Zinzendorf, Nikolaus von – Ermunterung zur Treue.

Wand’rer auf dem Pfade
Der getreuen Gnade!
Ein gebeugtes Herz
Trägt des Lammes Retten,
Lässet sich erretten,
Ziehet himmelwärts.
Weil uns Licht
Und Kraft gebricht,
So ersetzt des Freundes Lenken,
Was wir nicht bedenken.

Wir sind gleich wie Kinder,
Ja, wir sind noch blinder,
Als ein Säugling ist;
Wenn wir durch die Zeiten
Uns selbst wollen leiten
Ohne Jesum Christ;
Wenn nicht er
Von obenher
Unsre Seelen lenkt und führet,
Unsern Gang regieret.

Bleibt dem HErrn gefangen,
Dringet mit Verlangen
In die Gnade ein;
Lasst nicht ab zu beten
Und zum HErrn zu treten;
Lernet stille sein;
Aber seid
Auch treue Leut,
Und bewahret euch vor Dingen,
Die nur Schwermut bringen!

Helfet Salem bauen,
Lasset an euch schauen,
Was der Heiland kann!
Ihm, des Blut euch lös’te,
Leben auch einflößte,
Ihm gehört ihr an.
Folgt dem HErrn,
Dem Morgenstern,
Und Jerusalem, die Freie,
Sei das Ziel auf’s Neue!

(6. Juni 1732.)

Zinzendorf, Nikolaus von – Von der göttlichen Weisheit.

Welch ein eitles Tun
Ist’s um’s Lernen nun!
Jesus wird dereinst nicht fragen,
Was hier die Gelehrten sagen;
Seine Frag‘ ist mehr:
„Gabst du Mir Gehör?“

Jesus spricht mit dir,
Seele, für und für;
Jesus predigt dir im Worte
Immerdar, an jedem Orte,
Und wie Mancherlei
Bringt Sein Geist dir bei!

Geist von Gott herab,
Schenk‘ mir Deine Gab‘,
Ohne Dich liegt alles Wissen
In den dicksten Finsternissen;
Wirkst hingegen Du,
Hab‘ ich Licht und Ruh‘.

Der ist hochgelehrt,
Der sich selbst nicht hört;
Denn die Weisheit dieser Erden
Soll in Staub getreten werden,
Und wir mit hinein:
Gott will Alles sein!

Diese Wissenschaft
Bringt alleine Kraft,
Unsre Seele zu verlieren
Und in Jesum einzuführen.
Jesu, lass mich ein,
Gib mir Sonnenschein!

(1727.)

Zinzendorf, Nikolaus von – Kindliche Anerbietung.

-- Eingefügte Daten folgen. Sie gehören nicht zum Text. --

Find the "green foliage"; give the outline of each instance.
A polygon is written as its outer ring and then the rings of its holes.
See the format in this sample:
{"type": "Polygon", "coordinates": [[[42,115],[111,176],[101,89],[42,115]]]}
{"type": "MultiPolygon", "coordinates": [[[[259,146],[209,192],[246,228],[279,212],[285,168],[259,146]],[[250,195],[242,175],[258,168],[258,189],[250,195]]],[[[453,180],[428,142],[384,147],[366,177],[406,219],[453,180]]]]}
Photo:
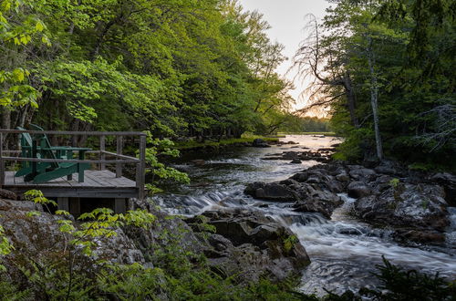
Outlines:
{"type": "Polygon", "coordinates": [[[157,176],[161,182],[171,180],[181,183],[189,183],[190,178],[185,172],[167,167],[165,164],[159,161],[159,156],[179,156],[179,150],[174,149],[174,143],[168,139],[153,139],[150,132],[147,133],[147,142],[149,145],[151,145],[151,147],[146,149],[146,161],[150,166],[146,172],[152,173],[153,175],[152,183],[149,183],[147,186],[149,192],[151,193],[160,192],[160,190],[153,184],[155,176],[157,176]]]}
{"type": "Polygon", "coordinates": [[[448,163],[456,141],[451,3],[341,0],[327,10],[317,31],[312,24],[298,57],[305,75],[320,78],[310,88],[313,104],[331,106],[333,128],[346,138],[337,159],[374,157],[370,102],[377,91],[387,157],[455,168],[448,163]],[[317,58],[304,56],[312,51],[317,58]]]}
{"type": "Polygon", "coordinates": [[[389,185],[393,188],[398,188],[399,184],[400,181],[397,178],[394,178],[394,179],[391,179],[391,181],[389,181],[389,185]]]}
{"type": "Polygon", "coordinates": [[[297,236],[290,235],[284,240],[284,249],[285,252],[290,252],[297,243],[299,243],[297,236]]]}
{"type": "Polygon", "coordinates": [[[39,203],[42,205],[47,205],[47,204],[54,205],[54,206],[57,205],[57,203],[55,201],[48,200],[47,197],[45,197],[45,195],[43,194],[43,192],[41,191],[35,190],[35,189],[32,189],[32,190],[26,192],[24,193],[24,197],[27,201],[31,201],[31,202],[34,202],[36,203],[39,203]]]}
{"type": "Polygon", "coordinates": [[[15,247],[9,240],[5,236],[5,230],[0,224],[0,273],[5,272],[5,266],[1,265],[2,256],[7,255],[13,251],[15,247]]]}

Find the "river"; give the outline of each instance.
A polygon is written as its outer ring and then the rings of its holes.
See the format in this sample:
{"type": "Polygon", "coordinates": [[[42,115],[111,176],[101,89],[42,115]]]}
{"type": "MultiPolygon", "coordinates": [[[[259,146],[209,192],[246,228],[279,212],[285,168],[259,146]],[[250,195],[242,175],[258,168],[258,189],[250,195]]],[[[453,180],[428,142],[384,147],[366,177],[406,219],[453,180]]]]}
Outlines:
{"type": "Polygon", "coordinates": [[[312,261],[303,270],[300,290],[305,293],[322,296],[326,295],[324,288],[340,294],[347,289],[376,286],[378,280],[372,273],[377,271],[375,265],[381,263],[382,255],[407,269],[456,277],[455,208],[450,208],[452,223],[448,229],[447,246],[438,248],[395,243],[390,238],[391,231],[373,228],[350,216],[355,200],[344,194],[340,194],[344,205],[334,212],[329,221],[318,213],[295,213],[292,203],[258,201],[244,195],[243,191],[249,182],[285,180],[318,164],[314,161],[290,164],[289,160],[261,160],[264,155],[303,148],[317,150],[338,142],[337,138],[310,135],[290,135],[282,140],[299,145],[227,149],[220,154],[188,153],[174,167],[186,171],[192,183],[155,196],[154,202],[170,213],[182,215],[220,206],[251,207],[290,227],[312,261]],[[205,164],[195,166],[191,163],[192,160],[204,160],[205,164]],[[261,206],[264,203],[268,207],[261,206]]]}

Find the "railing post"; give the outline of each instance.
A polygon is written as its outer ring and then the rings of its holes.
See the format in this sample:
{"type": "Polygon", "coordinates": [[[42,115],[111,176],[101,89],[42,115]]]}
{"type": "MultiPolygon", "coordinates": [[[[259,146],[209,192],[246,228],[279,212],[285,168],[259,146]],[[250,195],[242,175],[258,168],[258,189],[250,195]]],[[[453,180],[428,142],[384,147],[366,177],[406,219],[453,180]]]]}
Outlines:
{"type": "MultiPolygon", "coordinates": [[[[117,137],[117,154],[121,155],[122,154],[122,143],[123,143],[123,137],[122,136],[118,136],[117,137]]],[[[122,163],[116,163],[116,178],[120,178],[122,176],[122,163]]]]}
{"type": "Polygon", "coordinates": [[[5,185],[5,161],[3,161],[3,133],[0,133],[0,188],[5,185]]]}
{"type": "MultiPolygon", "coordinates": [[[[100,151],[100,157],[99,160],[105,161],[106,160],[106,154],[103,152],[106,150],[106,136],[99,136],[99,151],[100,151]]],[[[99,170],[104,171],[106,170],[106,164],[105,163],[100,163],[99,164],[99,170]]]]}
{"type": "Polygon", "coordinates": [[[136,186],[140,200],[144,199],[146,182],[146,136],[140,136],[140,161],[136,166],[136,186]]]}

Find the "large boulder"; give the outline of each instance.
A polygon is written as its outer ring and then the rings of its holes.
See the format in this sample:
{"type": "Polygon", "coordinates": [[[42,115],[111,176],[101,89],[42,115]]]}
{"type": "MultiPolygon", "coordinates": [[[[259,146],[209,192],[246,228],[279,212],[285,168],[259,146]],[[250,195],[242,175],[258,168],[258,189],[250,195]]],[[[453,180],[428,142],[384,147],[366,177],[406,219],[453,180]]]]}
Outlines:
{"type": "Polygon", "coordinates": [[[399,183],[357,200],[355,213],[368,223],[443,232],[450,224],[444,196],[437,185],[399,183]]]}
{"type": "Polygon", "coordinates": [[[293,205],[296,212],[319,213],[329,219],[334,210],[344,203],[338,195],[315,189],[310,184],[302,184],[297,192],[299,200],[293,205]]]}
{"type": "Polygon", "coordinates": [[[377,172],[374,170],[364,168],[359,165],[350,165],[349,175],[356,181],[370,182],[375,179],[377,172]]]}
{"type": "Polygon", "coordinates": [[[355,181],[348,184],[347,187],[347,192],[351,198],[358,199],[372,193],[372,189],[368,184],[364,183],[360,181],[355,181]]]}
{"type": "Polygon", "coordinates": [[[277,182],[256,182],[250,183],[246,186],[244,193],[255,199],[266,201],[294,202],[297,200],[297,195],[292,189],[277,182]]]}
{"type": "MultiPolygon", "coordinates": [[[[310,263],[296,236],[260,212],[224,209],[202,216],[216,229],[207,238],[211,248],[204,254],[209,265],[225,275],[239,274],[241,268],[244,279],[257,281],[268,275],[278,281],[298,275],[310,263]]],[[[187,222],[194,226],[197,219],[187,222]]]]}
{"type": "Polygon", "coordinates": [[[456,176],[449,172],[439,172],[430,181],[445,189],[445,199],[451,206],[456,206],[456,176]]]}
{"type": "Polygon", "coordinates": [[[266,141],[264,141],[263,139],[255,139],[253,142],[252,142],[252,146],[255,147],[255,148],[269,148],[271,147],[269,144],[267,144],[266,141]]]}

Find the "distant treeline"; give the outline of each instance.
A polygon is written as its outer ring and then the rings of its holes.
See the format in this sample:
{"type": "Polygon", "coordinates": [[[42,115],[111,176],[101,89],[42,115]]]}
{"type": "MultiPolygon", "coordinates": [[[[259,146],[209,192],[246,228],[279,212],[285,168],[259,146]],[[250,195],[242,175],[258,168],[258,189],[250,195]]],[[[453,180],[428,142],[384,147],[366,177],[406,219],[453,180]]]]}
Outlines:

Heiland! willst Du mit mir gehen?
Sonsten geh‘ ich keinen Schritt!
Willst Du treulich bei mir stehen:
O so geh‘ ich kindlich mit!
Willst Du mich zum Diener haben?
So gib mir auch Zeugenart,
Und die andern selgen Gaben,
Die in Dir sich offenbart!

Willst Du mich? so will ich schaffen,
Weil ich mich noch rühren kann,
Mich mit Freuden täglich raffen,
Friedsam stets bei Deinem Plan,
Kindlich bei den Lasten bleiben,
Blöde, geht mir’s noch so schön.
Und will Deine Sache treiben,
Dass Du Deine Lust sollst seh’n.

(1735.)

Zinzendorf, Nikolaus von – Heiligung Leibes und der Seele.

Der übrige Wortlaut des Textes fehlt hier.